Understanding the COR is essential across a wide range of industries, such as in coating technologies for pharmaceuticals and food, as well as in heavy machinery exposed to destructive debris. Recently, the drive toward carbon neutrality has accelerated electrification in the aviation and automotive sectors through the adoption of ultra-fast motors. Consequently, the risk of internal component damage from high-speed debris has sharply increased. A common engineering countermeasure to prevent machine failures is to coat internal walls with a liquid film to cushion impacts. However, until now, the mechanical behavior and effects of these liquid films under high-speed impact conditions, typically reaching tens of meters per second, have remained unresolved.
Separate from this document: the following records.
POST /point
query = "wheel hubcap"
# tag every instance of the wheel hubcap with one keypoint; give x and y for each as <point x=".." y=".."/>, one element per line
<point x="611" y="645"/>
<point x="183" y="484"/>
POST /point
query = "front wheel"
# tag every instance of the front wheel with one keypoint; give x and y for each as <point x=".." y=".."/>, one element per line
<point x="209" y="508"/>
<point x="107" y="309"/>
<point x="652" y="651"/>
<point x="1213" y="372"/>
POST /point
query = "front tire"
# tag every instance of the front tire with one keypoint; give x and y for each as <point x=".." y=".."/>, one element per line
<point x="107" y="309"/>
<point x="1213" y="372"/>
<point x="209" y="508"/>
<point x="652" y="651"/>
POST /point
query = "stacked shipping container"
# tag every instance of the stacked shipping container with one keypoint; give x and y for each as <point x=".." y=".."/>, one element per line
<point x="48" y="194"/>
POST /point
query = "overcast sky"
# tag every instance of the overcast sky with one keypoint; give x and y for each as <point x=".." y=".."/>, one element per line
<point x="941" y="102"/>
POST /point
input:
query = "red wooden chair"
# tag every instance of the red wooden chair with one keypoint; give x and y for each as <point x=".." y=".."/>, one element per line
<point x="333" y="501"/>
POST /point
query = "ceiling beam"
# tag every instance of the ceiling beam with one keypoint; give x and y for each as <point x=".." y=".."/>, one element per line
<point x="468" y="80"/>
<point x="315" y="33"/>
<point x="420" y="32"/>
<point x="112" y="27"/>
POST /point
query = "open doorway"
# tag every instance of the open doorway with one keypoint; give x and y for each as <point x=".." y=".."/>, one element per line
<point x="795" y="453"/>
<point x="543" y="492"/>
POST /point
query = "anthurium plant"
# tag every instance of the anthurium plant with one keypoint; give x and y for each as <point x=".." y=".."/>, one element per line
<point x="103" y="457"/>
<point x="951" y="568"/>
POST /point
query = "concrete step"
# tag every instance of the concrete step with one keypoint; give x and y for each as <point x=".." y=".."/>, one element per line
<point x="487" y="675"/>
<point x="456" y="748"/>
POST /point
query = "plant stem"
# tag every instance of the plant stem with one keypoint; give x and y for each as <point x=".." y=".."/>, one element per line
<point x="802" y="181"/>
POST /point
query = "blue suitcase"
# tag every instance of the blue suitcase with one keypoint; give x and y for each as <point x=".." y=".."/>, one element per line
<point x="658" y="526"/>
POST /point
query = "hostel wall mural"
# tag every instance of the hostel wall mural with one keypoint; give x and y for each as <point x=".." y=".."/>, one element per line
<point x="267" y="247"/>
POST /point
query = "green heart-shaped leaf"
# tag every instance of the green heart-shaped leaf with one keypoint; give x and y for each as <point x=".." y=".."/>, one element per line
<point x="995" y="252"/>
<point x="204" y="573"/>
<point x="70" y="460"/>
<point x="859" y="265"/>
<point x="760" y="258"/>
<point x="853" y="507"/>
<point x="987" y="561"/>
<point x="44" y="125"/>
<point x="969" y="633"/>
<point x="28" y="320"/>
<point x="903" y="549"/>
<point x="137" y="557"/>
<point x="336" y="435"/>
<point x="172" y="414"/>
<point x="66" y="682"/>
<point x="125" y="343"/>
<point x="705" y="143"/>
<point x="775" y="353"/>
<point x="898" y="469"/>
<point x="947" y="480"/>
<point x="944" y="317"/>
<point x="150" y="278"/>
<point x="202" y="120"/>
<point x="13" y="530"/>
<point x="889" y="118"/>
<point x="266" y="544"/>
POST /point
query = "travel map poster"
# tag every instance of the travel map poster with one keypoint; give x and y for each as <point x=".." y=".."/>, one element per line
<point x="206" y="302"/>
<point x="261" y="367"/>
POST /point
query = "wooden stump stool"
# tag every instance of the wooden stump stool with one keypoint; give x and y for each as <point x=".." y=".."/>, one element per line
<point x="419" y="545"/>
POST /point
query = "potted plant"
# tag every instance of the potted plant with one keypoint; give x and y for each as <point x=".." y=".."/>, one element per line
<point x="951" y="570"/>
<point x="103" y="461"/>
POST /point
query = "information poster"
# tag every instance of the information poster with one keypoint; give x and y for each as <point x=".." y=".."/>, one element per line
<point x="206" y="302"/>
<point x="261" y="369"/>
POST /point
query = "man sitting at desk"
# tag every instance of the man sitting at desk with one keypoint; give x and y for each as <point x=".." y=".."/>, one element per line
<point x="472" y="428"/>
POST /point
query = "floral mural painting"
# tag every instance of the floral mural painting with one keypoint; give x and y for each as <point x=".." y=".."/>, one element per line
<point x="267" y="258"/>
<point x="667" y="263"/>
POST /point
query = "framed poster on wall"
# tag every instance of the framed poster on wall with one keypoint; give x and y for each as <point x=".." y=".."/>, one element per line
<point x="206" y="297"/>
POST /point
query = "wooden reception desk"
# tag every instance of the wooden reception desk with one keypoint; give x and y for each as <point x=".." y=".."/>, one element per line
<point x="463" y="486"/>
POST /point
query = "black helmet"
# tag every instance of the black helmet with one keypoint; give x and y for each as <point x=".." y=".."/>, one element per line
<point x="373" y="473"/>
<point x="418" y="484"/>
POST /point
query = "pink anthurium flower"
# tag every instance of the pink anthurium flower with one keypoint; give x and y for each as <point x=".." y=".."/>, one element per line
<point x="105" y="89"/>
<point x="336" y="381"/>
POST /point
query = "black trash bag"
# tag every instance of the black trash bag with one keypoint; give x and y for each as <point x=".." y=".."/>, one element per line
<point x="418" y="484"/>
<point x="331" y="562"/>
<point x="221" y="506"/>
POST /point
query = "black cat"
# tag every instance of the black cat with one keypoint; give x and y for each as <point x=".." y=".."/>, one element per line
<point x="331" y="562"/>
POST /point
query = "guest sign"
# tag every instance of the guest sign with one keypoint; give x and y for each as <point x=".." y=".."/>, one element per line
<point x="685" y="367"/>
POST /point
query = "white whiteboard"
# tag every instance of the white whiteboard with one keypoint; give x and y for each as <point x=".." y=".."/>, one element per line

The key outcomes of this research on high-speed particle collisions on wet surfaces are as follows:

50. Morphological transition of the liquid film: As impact speed increases, the shape of the post-collision liquid film changes from a stringy "bridge" into a "dome" that encapsulates the particle-wall gap.
50. Enhanced rebound at higher speeds: The COR ratio (relative to a collision against a perfectly dry wall) increases significantly upon the formation of the dome-shaped film.
50. Cavitation as the driving mechanism: Immediately after impact, the pressure within the particle-wall gap drops intensely. Once it falls below the saturated vapor pressure, a vapor cavity forms, giving rise to the dome shape.
50. Suppression of the attractive force: The formation of the vapor cavity drastically weakens the liquid attractive force, which pulls the rebounding particle back toward the wall. With less energy absorbed by the liquid, the braking effect is released, resulting in a stronger bounce.

“Although particle collisions on wet walls have been extensively studied, this research focused on high-speed collisions and identified phenomena that differ from those reported in previous literature.” says Hironori Hashimoto, the lead author of the study. He affirmed, “Despite the conceptual simplicity of collisions, the dynamics of the liquid film and the subsequent modification of the particle motion are highly nontrivial. Integrating experimental observations with numerical simulations, we elucidated the mechanisms underlying these complex phenomena. We shall continue our research based on these findings and further improve the performance and safety of industrial equipment.”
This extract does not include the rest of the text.